※ SCM:Supply Chain Managementの略で、顧客との受発注、資材の調達から在庫管理、配送といった事業活動に関する一連の流れをシステムで総合的に管理すること
2005年2月に京都議定書が発効されました。この京都議定書では、CO2などの温室効果ガス排出量を、2008年〜2012年の間に、1990年の水準から先進国全体で平均5.2%削減、日本では6%の削減が義務づけられています。しかし、国内の温室効果ガスの排出量は現在も増加傾向にあり、地球温暖化防止への取り組みは今後ますます活発化していくと考えられます。
そうしたなか、NTTグループではITの利用拡大がCO2の排出量削減に大きく貢献できると考え、さまざまな取り組みを推進しています。

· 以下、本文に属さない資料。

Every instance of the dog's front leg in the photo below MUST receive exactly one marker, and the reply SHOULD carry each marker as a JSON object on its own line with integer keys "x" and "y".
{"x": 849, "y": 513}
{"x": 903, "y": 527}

実際にNTTが行った試算によれば、オンライン受発注システム(電子商取引)や、テレビ会議システム、さらにはSCM※など、人やモノの移動がITを介してスムーズに実施されるようになると、2010年には、日本の総エネルギー消費量を3.9%削減できると予測しています。こうした検討は、総務省の「ユビキタスネット社会の進展と環境に関する調査研究会」においても有識者を集めて行われ、NTTグループからも研究会に参加し、作業に協力しました。

BフレッツTV中継システムでCO2を70%削減
Bフレッツに代表されるブロードバンドサービスなどの環境負荷低減効果を明らかにするため、NTT西日本広島支店は、(株)中国放送様にご提供した「Bフレッツを用いたTV中継システム」を例としてライフサイクルアセスメントを実施しました。その結果、従来のマイクロ波を用いたTV中継システムよりもBフレッツ※1またはフレッツ・スポット※2を用いたTV中継システムの方が、CO2排出量を約70%(約3.2トン-CO2/年相当)削減できることがわかりました。

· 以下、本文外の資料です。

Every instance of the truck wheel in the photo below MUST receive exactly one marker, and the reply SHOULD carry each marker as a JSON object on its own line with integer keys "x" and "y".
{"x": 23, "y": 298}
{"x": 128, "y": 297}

通常のTV中継ではマイクロ波により、カメラで撮影された映像と音声が、中継現場から中継局を経由して放送局へ伝送されます。一方、Bフレッツを用いたTV中継では、カメラで撮影された映像と音声を伝送可能な信号へ変換する映像・音声データ変換装置と、Bフレッツまたはフレッツ・スポットに接続する装置があればよく、きわめて簡便に中継が可能になるためです。
※1 アクセス回線に光ファイバを用いたベストエフォート型のIP通信サービス
※2 外出先において、自宅やオフィスで使っている無線LAN機能を備えたノートパソコンを用いて、 無線アクセスポイントを介しIP通信網に接続するベストエフォート型のIP通信サービス
※3 光ファイバ加入者通信網において、パソコンなどの端末機器をネットワークに接続するための 回線終端装置(加入者宅に設置される)

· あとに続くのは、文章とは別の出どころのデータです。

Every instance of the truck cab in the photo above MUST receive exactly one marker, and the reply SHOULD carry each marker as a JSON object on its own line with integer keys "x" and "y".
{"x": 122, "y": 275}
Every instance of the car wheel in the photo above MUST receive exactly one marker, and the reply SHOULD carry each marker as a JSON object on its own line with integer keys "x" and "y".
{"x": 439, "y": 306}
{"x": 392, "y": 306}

資材とエネルギーを削減する超高精細デジタルシネマ配信システム
超高精細デジタルシネマ配信システム
現在の映画フィルムでは、複製過程での映像の劣化や上映を繰り返すことによる映像の劣化が避けられません。映像データをデジタル化するデジタルシネマでは、この映像劣化の問題を克服することができます。
NTT未来ねっと研究所では、800万画素(4,000×2,000)クラスの映像技術を用いた超高精細デジタルシネマ配信システムを開発しました。超高精細デジタルシネマでは、35mm映画フィルムのクオリティを十分に再現することができ、ハリウッドのデジタルシネマ推進団体であるDCI(Digital Cinema Initiatives)が制定するデジタルシネマの最高水準規格として採用されました。
本システムを用いると、映画の複製・上映に必要なフィルムの使用量を大幅に削減することができます。同時に、劇場まで人やモノが移動するエネルギーも削減できる、環境に配慮したシネマ配信システムです。